3mitsu - cloudjoints

mar23
...

New year’s eve eve I’m on a ferry to Watson’s Bay about to have an overpriced but amazing piss-up with a bunch of friends. I’m peeping Sydney harbour from outside the ferry engulfed by the crystal clear oceans and smooth blue skies. I’ve got my headphones on listening to cloudjoints smiling like a kid. I first came upon this tape only a few months after its release, in the early stages of my deep dive into this branch of instrumental hiphop. Even though he’d later refine this style, there’s something so thrilling about the deeply sporadic attitude 3mitsu has on this one, throwing rapid successions of drum patterns and sample chops at the wall like dribs and drabs of paint. As soon as ‘missyougirl’ blasts through, we hear exactly where we’re headed on this journey, flipping airy synths and wanting vocals among a flurry of fried hihats and double-hit snares.

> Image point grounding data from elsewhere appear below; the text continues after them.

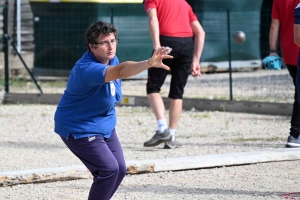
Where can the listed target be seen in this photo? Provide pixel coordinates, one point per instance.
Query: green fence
(59, 42)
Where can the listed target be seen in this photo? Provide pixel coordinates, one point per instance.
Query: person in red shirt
(172, 24)
(282, 27)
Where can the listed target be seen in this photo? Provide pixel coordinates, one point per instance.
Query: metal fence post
(229, 53)
(5, 44)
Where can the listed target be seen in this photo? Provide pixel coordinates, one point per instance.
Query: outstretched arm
(130, 68)
(153, 27)
(273, 36)
(199, 35)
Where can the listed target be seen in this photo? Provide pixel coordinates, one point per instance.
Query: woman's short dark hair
(99, 28)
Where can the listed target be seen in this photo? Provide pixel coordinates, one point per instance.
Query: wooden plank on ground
(150, 166)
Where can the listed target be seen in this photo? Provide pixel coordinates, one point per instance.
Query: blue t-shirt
(87, 107)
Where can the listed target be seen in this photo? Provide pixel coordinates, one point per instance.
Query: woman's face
(105, 49)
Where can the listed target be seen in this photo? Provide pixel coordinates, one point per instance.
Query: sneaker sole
(161, 140)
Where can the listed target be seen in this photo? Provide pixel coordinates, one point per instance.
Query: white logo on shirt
(112, 88)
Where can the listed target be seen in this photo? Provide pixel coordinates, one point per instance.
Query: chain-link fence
(59, 41)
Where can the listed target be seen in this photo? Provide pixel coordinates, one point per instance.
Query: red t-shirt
(174, 17)
(283, 10)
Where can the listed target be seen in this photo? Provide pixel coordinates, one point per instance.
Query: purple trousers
(104, 159)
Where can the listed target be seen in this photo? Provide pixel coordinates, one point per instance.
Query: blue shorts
(180, 65)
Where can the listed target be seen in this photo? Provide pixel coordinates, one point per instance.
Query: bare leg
(175, 112)
(157, 105)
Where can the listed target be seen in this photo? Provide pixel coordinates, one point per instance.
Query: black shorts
(180, 65)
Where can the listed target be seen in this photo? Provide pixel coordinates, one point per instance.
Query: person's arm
(130, 68)
(199, 37)
(297, 25)
(273, 36)
(153, 27)
(297, 34)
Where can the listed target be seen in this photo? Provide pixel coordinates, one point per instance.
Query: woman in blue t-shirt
(85, 117)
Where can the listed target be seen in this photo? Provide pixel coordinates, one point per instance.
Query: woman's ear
(92, 46)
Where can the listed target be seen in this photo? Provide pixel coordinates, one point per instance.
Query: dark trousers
(104, 159)
(295, 120)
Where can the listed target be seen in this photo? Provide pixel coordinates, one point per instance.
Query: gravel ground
(28, 142)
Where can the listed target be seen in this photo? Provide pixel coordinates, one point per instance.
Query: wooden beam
(150, 166)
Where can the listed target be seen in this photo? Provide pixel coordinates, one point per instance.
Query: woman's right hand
(157, 57)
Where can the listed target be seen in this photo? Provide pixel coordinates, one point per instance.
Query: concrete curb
(150, 166)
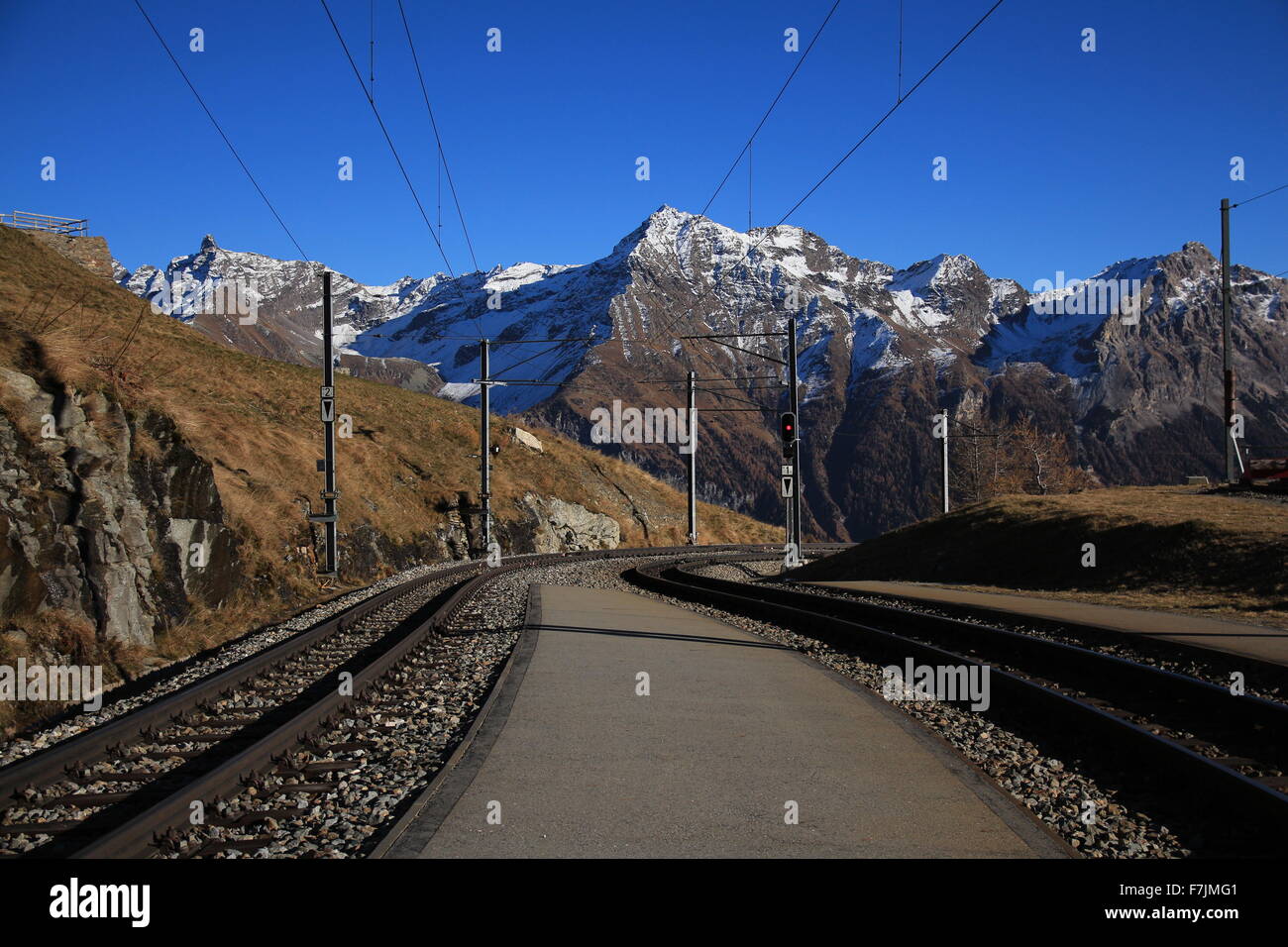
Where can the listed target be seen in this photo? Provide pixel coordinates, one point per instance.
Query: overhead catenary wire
(222, 134)
(772, 105)
(438, 141)
(849, 155)
(1265, 193)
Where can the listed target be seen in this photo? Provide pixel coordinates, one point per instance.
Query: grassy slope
(1155, 547)
(257, 421)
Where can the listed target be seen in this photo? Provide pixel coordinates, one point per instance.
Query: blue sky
(1057, 159)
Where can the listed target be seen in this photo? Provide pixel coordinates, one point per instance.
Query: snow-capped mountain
(1127, 360)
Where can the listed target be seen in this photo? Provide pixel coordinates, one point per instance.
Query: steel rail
(1210, 787)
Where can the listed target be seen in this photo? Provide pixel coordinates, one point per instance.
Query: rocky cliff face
(112, 519)
(104, 517)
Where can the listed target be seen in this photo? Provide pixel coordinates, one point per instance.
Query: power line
(220, 131)
(1260, 196)
(402, 167)
(389, 140)
(850, 153)
(765, 116)
(442, 154)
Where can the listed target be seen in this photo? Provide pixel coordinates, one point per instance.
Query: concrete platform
(1261, 642)
(734, 728)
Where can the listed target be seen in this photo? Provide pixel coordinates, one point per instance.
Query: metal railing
(65, 226)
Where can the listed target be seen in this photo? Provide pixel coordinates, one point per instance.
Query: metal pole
(694, 464)
(1227, 364)
(329, 492)
(485, 454)
(795, 500)
(945, 460)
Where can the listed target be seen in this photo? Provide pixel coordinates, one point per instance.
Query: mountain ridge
(879, 347)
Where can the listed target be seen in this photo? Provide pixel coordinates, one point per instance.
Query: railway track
(1218, 757)
(282, 724)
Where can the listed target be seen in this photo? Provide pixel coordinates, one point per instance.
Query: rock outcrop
(103, 515)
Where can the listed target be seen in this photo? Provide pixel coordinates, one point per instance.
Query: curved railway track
(1219, 757)
(133, 785)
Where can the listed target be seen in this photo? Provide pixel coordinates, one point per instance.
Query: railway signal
(787, 431)
(329, 517)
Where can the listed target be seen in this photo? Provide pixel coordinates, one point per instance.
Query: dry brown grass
(257, 421)
(1176, 548)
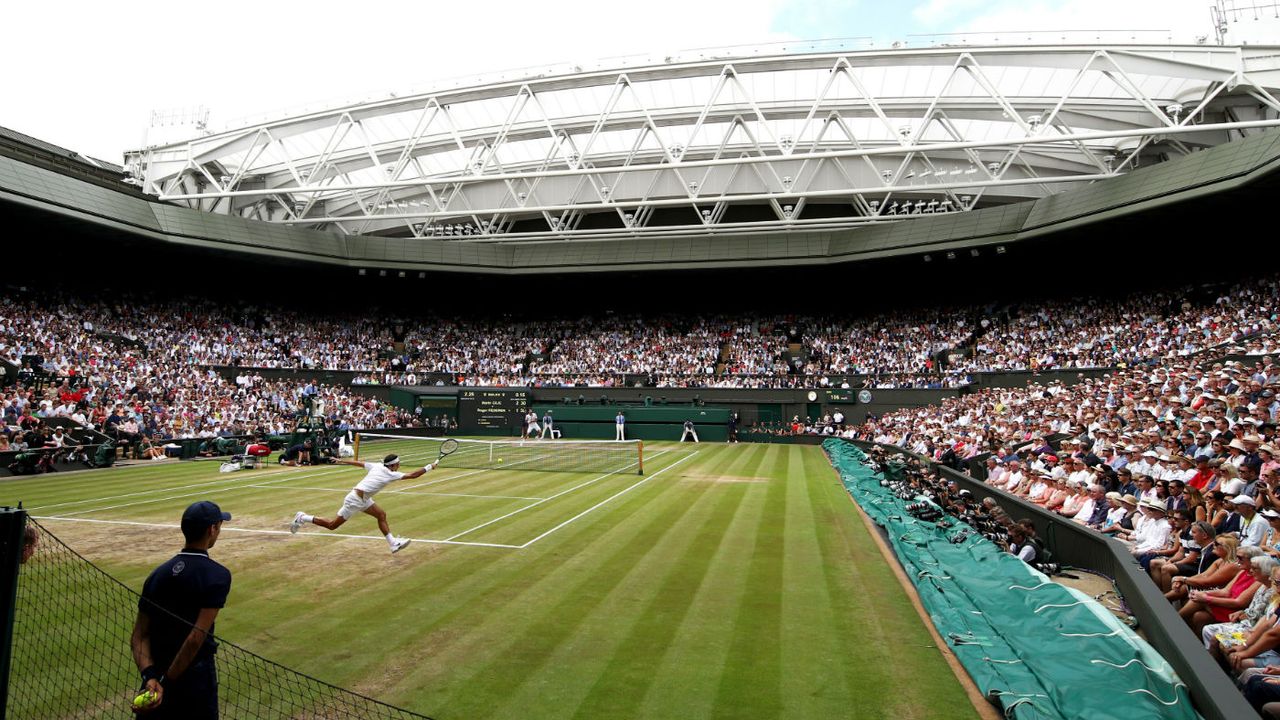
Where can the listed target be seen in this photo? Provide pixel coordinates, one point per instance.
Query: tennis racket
(447, 447)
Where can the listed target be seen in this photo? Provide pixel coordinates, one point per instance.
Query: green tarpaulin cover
(1034, 647)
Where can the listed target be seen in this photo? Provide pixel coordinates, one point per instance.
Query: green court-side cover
(1034, 647)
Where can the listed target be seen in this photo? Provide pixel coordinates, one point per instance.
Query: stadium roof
(739, 146)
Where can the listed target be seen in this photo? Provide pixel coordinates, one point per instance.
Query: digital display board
(492, 409)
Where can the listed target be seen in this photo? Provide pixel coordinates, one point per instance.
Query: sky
(88, 74)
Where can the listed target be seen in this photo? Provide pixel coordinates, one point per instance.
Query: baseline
(255, 531)
(403, 492)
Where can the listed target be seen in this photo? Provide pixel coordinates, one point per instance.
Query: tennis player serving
(361, 497)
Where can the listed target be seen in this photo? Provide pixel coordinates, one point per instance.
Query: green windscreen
(1037, 648)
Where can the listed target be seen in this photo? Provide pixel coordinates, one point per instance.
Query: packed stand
(1178, 461)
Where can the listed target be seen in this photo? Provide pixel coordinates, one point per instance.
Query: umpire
(173, 641)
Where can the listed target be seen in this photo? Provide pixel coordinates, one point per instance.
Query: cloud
(1184, 19)
(938, 12)
(86, 74)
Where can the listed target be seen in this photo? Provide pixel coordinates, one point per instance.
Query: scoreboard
(493, 409)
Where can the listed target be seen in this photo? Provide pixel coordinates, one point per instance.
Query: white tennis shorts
(353, 505)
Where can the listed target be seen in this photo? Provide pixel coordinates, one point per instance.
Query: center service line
(608, 499)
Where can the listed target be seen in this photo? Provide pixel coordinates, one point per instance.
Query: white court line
(475, 473)
(231, 529)
(552, 497)
(405, 492)
(233, 479)
(443, 479)
(291, 474)
(151, 491)
(608, 499)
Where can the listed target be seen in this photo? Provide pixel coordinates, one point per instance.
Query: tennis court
(723, 582)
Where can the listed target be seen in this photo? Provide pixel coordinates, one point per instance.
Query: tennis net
(71, 654)
(547, 455)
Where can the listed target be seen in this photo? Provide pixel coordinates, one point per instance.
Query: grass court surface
(726, 582)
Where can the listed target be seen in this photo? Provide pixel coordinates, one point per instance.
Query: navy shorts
(193, 696)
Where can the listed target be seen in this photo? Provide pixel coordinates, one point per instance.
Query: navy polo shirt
(183, 586)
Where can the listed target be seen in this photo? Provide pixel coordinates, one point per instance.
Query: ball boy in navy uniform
(173, 643)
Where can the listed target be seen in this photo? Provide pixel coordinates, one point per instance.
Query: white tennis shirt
(378, 478)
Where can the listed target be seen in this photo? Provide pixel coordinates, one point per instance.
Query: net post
(13, 524)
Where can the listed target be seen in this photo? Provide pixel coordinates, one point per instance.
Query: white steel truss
(814, 141)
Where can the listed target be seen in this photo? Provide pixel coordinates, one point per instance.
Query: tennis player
(361, 497)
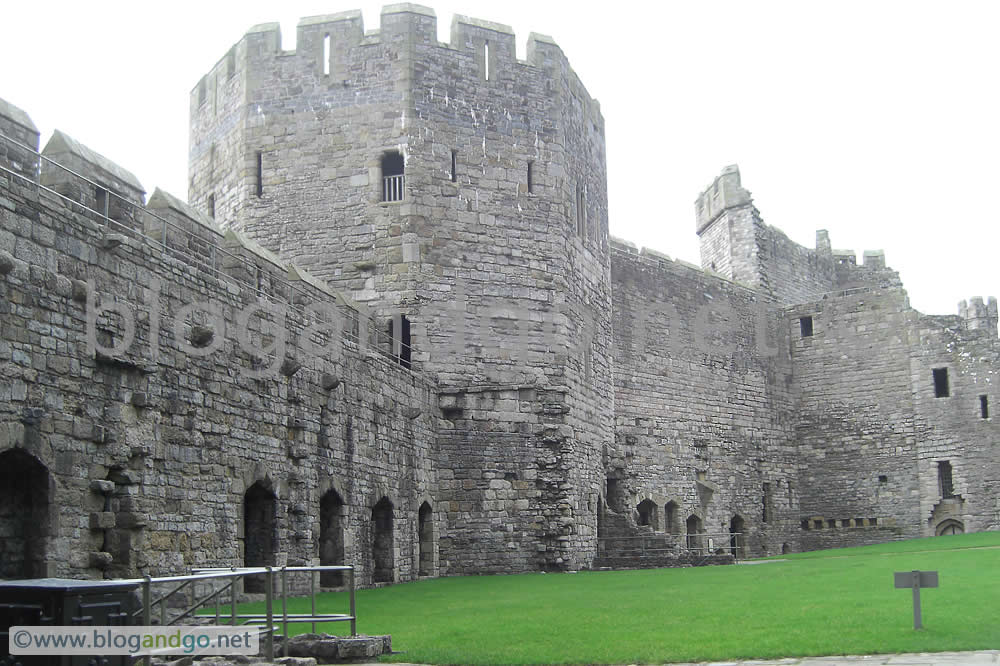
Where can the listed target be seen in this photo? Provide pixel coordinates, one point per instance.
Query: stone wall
(703, 413)
(150, 436)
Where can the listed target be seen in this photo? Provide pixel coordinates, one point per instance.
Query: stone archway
(259, 532)
(24, 515)
(383, 546)
(737, 537)
(332, 522)
(425, 540)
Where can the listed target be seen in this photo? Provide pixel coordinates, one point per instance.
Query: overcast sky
(875, 120)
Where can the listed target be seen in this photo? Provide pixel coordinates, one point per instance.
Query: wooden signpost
(916, 580)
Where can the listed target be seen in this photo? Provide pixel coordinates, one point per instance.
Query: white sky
(874, 120)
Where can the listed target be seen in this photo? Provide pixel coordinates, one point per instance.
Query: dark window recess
(941, 383)
(805, 325)
(400, 343)
(101, 201)
(392, 176)
(944, 480)
(260, 173)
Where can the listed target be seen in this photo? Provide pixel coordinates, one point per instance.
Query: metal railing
(266, 622)
(218, 254)
(664, 543)
(392, 188)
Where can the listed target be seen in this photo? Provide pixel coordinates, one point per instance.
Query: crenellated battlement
(979, 315)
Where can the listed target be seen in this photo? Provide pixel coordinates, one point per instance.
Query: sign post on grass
(916, 580)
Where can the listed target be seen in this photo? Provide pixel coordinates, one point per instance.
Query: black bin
(42, 602)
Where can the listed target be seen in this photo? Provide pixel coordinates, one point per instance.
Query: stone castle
(390, 328)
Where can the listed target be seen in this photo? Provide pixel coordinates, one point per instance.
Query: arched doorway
(425, 536)
(671, 511)
(332, 519)
(647, 513)
(383, 557)
(694, 529)
(24, 515)
(259, 532)
(737, 537)
(950, 527)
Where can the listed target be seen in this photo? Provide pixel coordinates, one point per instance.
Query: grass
(820, 603)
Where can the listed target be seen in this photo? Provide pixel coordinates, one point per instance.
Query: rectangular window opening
(326, 55)
(401, 344)
(941, 389)
(260, 173)
(945, 483)
(101, 201)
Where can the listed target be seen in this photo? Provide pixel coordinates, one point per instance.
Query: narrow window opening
(260, 173)
(945, 483)
(400, 343)
(101, 201)
(392, 176)
(612, 493)
(326, 55)
(647, 513)
(941, 383)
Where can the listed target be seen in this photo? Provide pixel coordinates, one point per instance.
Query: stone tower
(460, 194)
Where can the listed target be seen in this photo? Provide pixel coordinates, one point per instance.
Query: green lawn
(821, 603)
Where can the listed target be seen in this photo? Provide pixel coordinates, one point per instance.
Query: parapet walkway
(922, 659)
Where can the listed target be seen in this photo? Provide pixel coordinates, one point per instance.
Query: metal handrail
(266, 620)
(217, 250)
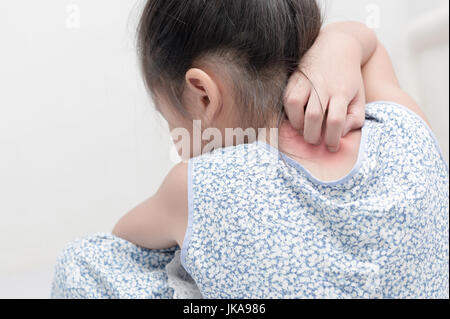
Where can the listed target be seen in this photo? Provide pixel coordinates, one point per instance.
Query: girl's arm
(380, 80)
(382, 84)
(346, 68)
(159, 222)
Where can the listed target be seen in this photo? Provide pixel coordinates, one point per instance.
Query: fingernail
(333, 149)
(346, 132)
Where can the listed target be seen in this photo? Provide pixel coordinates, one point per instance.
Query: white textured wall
(79, 142)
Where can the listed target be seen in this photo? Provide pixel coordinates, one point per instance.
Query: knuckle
(335, 121)
(313, 115)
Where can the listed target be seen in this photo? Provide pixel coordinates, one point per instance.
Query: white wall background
(79, 142)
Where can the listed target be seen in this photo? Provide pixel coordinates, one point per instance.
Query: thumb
(356, 114)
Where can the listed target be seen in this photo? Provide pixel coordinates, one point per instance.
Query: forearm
(364, 39)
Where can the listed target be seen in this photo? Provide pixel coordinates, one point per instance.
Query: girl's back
(261, 226)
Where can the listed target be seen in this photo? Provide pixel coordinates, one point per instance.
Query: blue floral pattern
(261, 226)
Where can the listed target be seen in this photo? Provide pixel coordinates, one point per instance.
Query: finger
(336, 120)
(356, 113)
(313, 120)
(298, 91)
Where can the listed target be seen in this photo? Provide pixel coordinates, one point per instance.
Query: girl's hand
(327, 92)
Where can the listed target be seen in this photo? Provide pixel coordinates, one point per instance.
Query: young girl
(312, 213)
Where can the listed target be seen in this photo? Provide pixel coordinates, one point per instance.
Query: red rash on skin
(295, 146)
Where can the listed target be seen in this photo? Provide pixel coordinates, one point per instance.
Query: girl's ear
(204, 94)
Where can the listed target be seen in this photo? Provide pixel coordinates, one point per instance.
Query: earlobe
(205, 93)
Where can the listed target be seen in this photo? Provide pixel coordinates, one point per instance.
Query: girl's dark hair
(259, 43)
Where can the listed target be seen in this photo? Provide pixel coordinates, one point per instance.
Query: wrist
(364, 39)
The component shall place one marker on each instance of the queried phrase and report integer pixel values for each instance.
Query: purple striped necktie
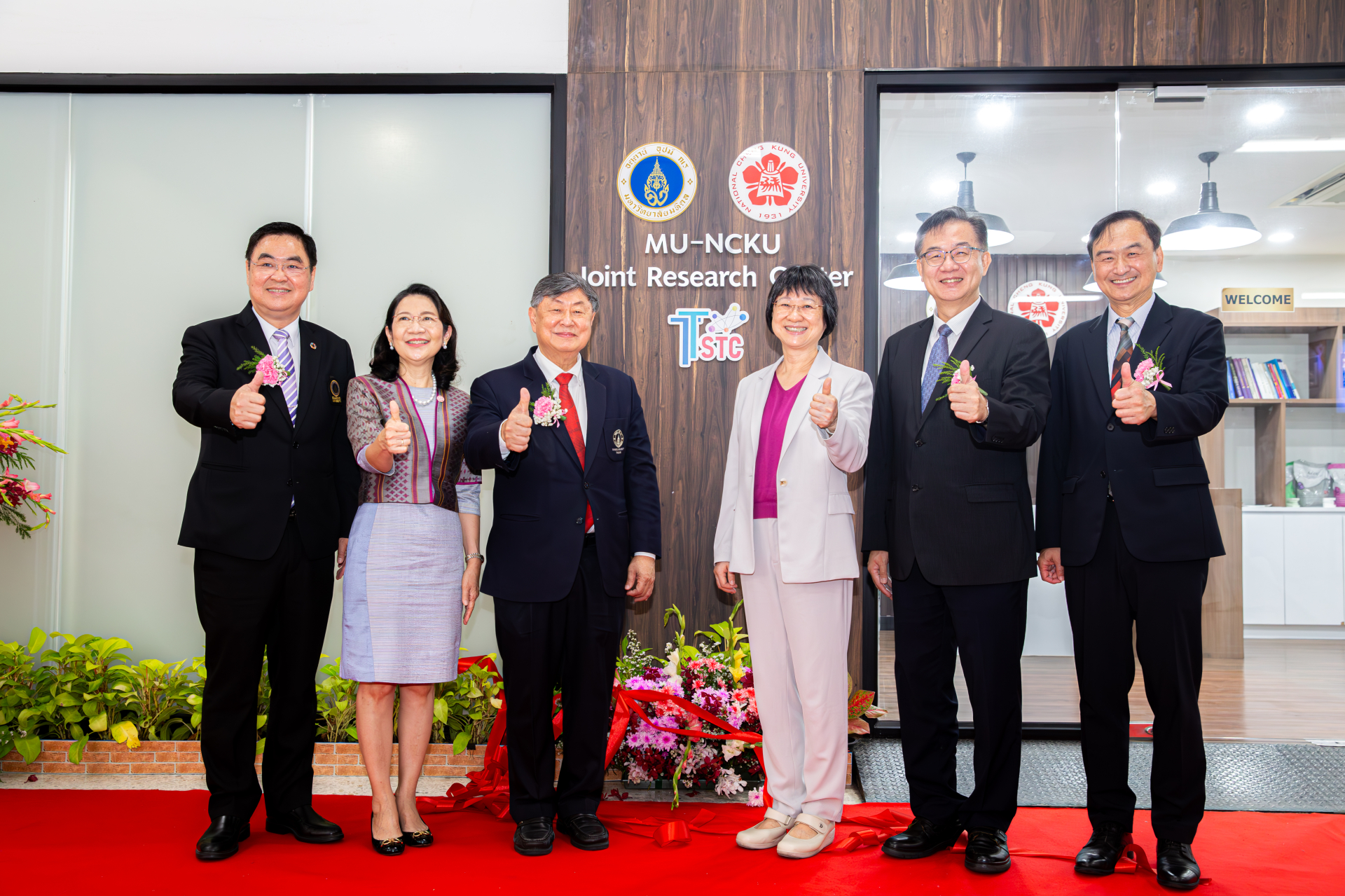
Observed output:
(291, 385)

I’ve said it before about mitsu, but I still find his drum programming completely unique, taking ‘Dilla Time’s concepts of tension and release and stretching the rubber band almost as far as it’ll go - punchy kicks often landing far behind the 1 and 2, and snapping snares pulled far before the 3. It’s a dizzying quality that seems pretty cocophonous upon your first couple of listens but starts tying itself together in perfect knots the more you spin. But what initially drew me into cloudjoints was the wide array of samples. Take a beat like ‘wayside’ which almost seems to fall and flail over itself in its licks of guitar and discordant leads that keeps striking through every bar, followed-up immediately with something so much more slow and steady with ‘sosweet’, with its surypy deep vocals and lagging kicks. This thing jumps from one explosive idea to the next, never waning on one for too long but always keeping itself expressive. Every time I hit play on this one I’m transported back to those beautiful conditions outside the ferry, and everything is okay.

KEY BEAT: be alright pt. 1 & 2 - never sure exactly why but these back-to-back tracks always felt so triumphant to me, smothered in offkilter hats and warm claps, asyllabic hums inviting you in by the second half.